If you’re homeless, don’t come to Boulder, CO


By Max R. Weller

Originally published on 7/2/2013, but the points made here remain valid today:

In 2012, the Metro Denver Homeless Initiative Point-in-Time Survey counted 1,970 homeless men, women, and children in Boulder County. In 2013, that homeless population has increased to 2,366. 2013 data boken down by cities here in Boulder County will be released later. The reader will keep in mind that any “census” of the homeless always results in a significant undercount; in fact, for personal reasons, I refused to be counted in 2013.

Plenty of anecdotal evidence exists to confirm the increase. I’ve been living in Boulder, CO since February of 2008 — NEVER have I seen so many new homeless faces arriving in our fair city, and that trend is continuing into the summer when overnight sheltering is not available.

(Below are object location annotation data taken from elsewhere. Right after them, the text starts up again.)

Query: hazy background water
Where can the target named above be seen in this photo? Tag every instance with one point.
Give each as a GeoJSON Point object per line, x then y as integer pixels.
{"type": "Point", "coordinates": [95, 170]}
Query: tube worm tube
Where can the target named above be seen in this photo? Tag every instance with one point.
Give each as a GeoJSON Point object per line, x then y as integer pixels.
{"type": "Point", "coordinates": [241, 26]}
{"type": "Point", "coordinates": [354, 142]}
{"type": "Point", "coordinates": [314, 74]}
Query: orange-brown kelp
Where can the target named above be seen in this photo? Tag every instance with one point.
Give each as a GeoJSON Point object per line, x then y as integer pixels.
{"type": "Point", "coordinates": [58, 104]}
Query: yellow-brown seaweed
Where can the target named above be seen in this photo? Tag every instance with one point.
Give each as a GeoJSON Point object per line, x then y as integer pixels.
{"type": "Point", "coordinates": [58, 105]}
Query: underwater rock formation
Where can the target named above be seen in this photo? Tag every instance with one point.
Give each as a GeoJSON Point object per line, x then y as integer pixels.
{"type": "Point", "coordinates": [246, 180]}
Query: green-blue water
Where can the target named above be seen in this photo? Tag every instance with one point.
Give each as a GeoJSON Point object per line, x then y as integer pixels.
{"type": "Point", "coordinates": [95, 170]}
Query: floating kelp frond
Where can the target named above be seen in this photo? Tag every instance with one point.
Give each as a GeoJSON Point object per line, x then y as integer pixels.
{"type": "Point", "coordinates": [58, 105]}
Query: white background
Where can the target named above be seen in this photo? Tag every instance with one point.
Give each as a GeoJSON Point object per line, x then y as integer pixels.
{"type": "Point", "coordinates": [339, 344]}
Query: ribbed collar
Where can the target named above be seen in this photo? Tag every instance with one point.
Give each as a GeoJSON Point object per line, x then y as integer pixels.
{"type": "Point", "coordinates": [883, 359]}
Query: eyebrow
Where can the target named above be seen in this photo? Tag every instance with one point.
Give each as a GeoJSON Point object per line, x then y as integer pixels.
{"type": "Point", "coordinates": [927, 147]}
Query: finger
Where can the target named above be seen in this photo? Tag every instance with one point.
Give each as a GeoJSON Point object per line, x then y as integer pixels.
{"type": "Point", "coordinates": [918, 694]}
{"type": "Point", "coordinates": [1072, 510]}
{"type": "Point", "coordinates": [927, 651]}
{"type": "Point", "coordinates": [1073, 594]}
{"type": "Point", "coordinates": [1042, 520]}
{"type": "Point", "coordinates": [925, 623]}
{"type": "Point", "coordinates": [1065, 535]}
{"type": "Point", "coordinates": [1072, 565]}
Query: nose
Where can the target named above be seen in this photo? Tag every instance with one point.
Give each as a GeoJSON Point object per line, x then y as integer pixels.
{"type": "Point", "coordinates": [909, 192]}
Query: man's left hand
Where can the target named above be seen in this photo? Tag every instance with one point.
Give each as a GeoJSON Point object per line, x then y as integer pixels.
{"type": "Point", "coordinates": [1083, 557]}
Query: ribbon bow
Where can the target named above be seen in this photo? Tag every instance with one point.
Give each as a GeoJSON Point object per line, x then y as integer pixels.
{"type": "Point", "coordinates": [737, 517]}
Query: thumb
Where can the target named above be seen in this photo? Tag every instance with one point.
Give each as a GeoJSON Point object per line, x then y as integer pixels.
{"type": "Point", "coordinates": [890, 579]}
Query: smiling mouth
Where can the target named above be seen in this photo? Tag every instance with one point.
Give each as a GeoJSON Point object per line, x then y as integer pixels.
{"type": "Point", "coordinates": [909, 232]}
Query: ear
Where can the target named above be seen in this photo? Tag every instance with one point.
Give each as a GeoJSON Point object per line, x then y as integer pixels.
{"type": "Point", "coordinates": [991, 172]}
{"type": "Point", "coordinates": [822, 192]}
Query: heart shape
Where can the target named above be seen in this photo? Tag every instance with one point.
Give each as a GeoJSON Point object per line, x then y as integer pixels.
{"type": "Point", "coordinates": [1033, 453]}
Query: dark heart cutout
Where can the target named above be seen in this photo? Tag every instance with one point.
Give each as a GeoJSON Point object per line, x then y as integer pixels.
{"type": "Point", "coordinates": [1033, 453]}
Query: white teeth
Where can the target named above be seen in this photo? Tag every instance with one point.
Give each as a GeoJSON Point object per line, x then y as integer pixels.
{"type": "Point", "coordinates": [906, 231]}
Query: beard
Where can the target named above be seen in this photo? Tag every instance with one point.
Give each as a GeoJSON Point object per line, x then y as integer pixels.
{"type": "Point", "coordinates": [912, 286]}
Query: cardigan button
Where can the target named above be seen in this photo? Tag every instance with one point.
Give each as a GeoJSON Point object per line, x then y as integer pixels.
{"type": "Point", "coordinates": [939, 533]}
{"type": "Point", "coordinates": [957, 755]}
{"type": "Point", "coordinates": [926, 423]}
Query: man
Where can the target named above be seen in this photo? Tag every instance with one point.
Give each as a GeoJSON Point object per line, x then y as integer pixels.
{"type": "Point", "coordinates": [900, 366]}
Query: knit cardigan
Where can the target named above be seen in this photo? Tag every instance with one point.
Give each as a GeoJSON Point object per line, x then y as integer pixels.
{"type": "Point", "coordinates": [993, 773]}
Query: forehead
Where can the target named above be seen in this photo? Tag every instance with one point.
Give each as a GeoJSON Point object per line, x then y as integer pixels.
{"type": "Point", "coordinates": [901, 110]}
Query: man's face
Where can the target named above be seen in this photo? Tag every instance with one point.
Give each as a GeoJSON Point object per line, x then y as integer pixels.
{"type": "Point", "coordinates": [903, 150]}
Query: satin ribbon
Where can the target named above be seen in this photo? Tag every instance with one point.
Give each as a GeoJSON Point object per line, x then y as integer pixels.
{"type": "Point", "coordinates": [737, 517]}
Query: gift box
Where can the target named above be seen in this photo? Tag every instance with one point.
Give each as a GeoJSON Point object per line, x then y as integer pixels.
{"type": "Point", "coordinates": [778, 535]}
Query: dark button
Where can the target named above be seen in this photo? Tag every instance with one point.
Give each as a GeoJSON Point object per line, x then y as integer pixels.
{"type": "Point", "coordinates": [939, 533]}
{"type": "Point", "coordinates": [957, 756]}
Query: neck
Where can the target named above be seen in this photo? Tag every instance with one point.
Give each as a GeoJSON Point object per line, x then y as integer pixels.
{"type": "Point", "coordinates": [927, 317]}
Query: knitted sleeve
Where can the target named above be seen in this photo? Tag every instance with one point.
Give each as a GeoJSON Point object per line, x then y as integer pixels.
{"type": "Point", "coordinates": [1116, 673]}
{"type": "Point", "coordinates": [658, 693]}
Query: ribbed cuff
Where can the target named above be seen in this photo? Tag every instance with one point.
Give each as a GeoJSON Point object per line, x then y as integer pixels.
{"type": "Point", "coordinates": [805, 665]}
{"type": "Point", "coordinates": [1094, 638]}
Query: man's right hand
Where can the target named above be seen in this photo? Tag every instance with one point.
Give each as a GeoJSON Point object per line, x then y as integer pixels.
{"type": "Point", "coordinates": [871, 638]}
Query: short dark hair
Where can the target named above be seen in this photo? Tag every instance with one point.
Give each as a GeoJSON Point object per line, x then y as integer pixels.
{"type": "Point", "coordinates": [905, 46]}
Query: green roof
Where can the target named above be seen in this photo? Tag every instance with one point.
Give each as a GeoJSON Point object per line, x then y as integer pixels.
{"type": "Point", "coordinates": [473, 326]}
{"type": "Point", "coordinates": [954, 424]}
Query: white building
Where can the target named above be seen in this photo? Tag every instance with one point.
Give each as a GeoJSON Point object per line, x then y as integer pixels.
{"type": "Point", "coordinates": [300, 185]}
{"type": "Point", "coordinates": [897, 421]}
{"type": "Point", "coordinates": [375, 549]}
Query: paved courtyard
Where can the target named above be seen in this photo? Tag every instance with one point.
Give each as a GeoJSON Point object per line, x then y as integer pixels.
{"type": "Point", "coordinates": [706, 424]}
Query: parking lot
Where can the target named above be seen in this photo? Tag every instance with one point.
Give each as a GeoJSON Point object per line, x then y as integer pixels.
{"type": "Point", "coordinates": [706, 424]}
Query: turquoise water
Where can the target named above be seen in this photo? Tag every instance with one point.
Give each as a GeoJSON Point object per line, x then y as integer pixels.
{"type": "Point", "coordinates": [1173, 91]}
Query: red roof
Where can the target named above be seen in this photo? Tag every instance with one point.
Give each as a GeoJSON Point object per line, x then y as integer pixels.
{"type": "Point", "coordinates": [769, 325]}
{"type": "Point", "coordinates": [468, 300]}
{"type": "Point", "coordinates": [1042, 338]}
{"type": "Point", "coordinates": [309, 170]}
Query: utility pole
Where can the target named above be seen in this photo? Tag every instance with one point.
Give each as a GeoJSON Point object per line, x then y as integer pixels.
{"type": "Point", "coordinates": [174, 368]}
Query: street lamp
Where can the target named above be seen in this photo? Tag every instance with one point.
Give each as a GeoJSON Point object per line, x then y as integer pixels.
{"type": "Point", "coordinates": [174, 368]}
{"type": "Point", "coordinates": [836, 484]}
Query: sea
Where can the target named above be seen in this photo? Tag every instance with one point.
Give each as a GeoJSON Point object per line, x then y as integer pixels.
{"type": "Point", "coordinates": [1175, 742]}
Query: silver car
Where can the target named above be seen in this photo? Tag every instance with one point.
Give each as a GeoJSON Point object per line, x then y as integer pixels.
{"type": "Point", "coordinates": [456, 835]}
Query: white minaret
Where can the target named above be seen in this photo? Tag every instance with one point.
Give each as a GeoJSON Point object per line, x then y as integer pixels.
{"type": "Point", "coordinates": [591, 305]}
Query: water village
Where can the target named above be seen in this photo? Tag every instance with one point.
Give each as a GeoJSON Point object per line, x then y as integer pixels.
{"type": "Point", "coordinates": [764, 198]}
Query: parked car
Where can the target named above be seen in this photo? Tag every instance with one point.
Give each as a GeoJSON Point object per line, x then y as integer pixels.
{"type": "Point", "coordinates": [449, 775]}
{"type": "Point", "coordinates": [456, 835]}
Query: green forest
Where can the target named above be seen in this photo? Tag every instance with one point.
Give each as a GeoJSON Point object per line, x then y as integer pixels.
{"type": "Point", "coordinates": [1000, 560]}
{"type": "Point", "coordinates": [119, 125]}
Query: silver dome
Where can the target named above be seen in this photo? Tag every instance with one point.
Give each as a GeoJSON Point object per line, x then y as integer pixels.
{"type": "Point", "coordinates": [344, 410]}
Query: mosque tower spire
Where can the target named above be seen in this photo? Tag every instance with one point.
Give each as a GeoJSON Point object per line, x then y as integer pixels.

It makes no sense whatsoever, and whoever is telling the homeless all across America that Boulder is a paradise is either a fool or a liar.

This influx is, of course, occurring by design of the powers-that-be in our local homeless shelter/services industry. Their unwritten and unspoken creed is More Homeless People = More Money. The industry employs a lot of people: bureaucrats, social workers, counselors, case managers, and others.

My proposed solution, which I acknowledge has no chance of becoming policy so long as current leadership in the shelter/services industry here remains in power, is to require homeless clients to show a valid photo ID with a Boulder County address. Transients from Denver and elsewhere should go to the end of the line for what’s left, if anything; and they could be given the $5 bus tickets on RTD back to Denver, along with a couple of PB&J sandwiches to eat on the way. After all, Denver has far greater resources of every kind to deal with homelessness, and there is no excuse for encouraging their people to come to Boulder.

A friend of mine has referred to the current state of affairs in Central Park as “Vodka Wars” — in which there are verbal and physical altercations on a daily basis. It’s long overdue to round up the miscreants and ship ’em out, rather than putting them into the local justice system at the expense of local taxpayers. Those $5 bus tickets are much cheaper in the long run, compared to ticketing or arresting the bums.

What can you do? 1) Call your city council members and demand that transients be sent back to Denver; and 2) STOP any support for Bridge House, the transient magnet at 1120 1/2 Pine, which enables the hordes to loiter on Pearl Street Mall, Boulder Creek Path/Central Park, and University Hill.